Intermediated SME financing

SMEs are of great importance to the EU economy, with nine out of ten companies, generating two out of every three jobs, and contributing to technological innovation, competitiveness, economic growth and social stability (Anginer, de la Torre, and Ize Citation2011; De la Torre et al. Citation2017; EC Citation2020a; Griffith-Jones et al. Citation2017; OECD Citation2020). According to the EU’s own definition – which is followed by the EIB – these are companies with up to 250 employees, annual turnover up to €50 million and a balance sheet total up to €43 million, and which are not subsidiaries of large enterprises (EC Citation2003, Citation2020b). Historically, more than a third of the EIB’s lending went to SMEs through public or private commercial banks and other financial institutions, which on-lend EIB funds in smaller amounts to SMEs. These intermediary financial institutions become the EIB’s risk counterpart, perform due diligence and bear the risk of the final SME beneficiaries on their books.

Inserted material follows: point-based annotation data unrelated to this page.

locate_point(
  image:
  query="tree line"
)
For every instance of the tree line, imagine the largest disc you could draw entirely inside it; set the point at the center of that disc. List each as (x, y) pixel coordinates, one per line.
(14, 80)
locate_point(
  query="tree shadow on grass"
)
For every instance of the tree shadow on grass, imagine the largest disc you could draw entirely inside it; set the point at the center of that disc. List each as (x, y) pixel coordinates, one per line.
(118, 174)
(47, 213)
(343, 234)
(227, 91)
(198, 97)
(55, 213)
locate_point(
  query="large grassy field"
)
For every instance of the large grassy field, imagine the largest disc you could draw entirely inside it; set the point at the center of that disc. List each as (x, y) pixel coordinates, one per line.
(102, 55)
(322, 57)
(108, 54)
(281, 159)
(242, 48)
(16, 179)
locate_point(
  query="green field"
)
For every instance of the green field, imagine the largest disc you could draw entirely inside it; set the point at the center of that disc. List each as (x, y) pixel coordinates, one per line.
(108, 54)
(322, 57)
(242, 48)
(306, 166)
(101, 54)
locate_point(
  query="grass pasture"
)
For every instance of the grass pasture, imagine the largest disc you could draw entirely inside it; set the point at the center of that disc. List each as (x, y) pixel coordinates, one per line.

Intermediated lending to SMEs is a necessity for the EIB, which was created as “an autonomous quasi-commercial entity, based on the model of the World Bank” (Gordon Citation2022, 35). In this sense, on the one hand, the EIB operates in the capital markets where its Triple-A serves for low-borrowing rates in order to provide “patient” and well-priced lending without seeking to maximise its profit (Kavvadia Citation2022). On the other hand, the EIB has to assure the full reimbursement of its lending, and therefore undertakes a multifaceted due diligence – covering financial, economic, technical and environmental issues – and requests first-class guarantees for its loans, such as state, bank and large corporate guarantees and assignment of rights over future revenue streams, but not physical collateral in the form of mortgages. Given the large number of SMEs in the EU, the EIB lacks sufficient staff numbers to undertake the due diligence of so many companies. Furthermore, the bank lacks deep knowledge of national financial markets and no means to monitor SME client accounts as their house-banks do. Thus, the EIB turned to intermediated lending immediately after its creation in 1958 as a solution borrowed from the World Bank, where intermediated lending for SMEs had been already widely used (Clifton et al. Citation2021, 10; EIB Citation1959). This learning was facilitated through the recruitment of World Bank staff. The bank’s first intermediated lending to SMEs began in its first year of operation in 1958, when it financed an Italian public bank, the Cassa per il Mezzogiorno, in collaboration with the World Bank (EIB Citation1961, 18). Lending intermediation for the financing of SMEs was subsequently extended further to other public or private commercial banks, with the EIB’s first loans granted in 1968 to ISVEIMER, a bank in Southern Italy focused upon lending to SMEs, through the Cassa per il Mezzogiorno, “relating to 20 industrial projects on a small and medium scale totalling 6.6 million” units of account (u.a.) (EIB Citation1970, 94). Originally labelled as an “overall loan”, lending to SMEs, was later renamed as a “global loan” in 1972 (EIB Citation1973), and subsequently as a “credit line” in 2006 (EIB, 2007). However, the essence of decentralised distribution via financial intermediaries and EIB risk coverage carried by these financial institutions remained the same.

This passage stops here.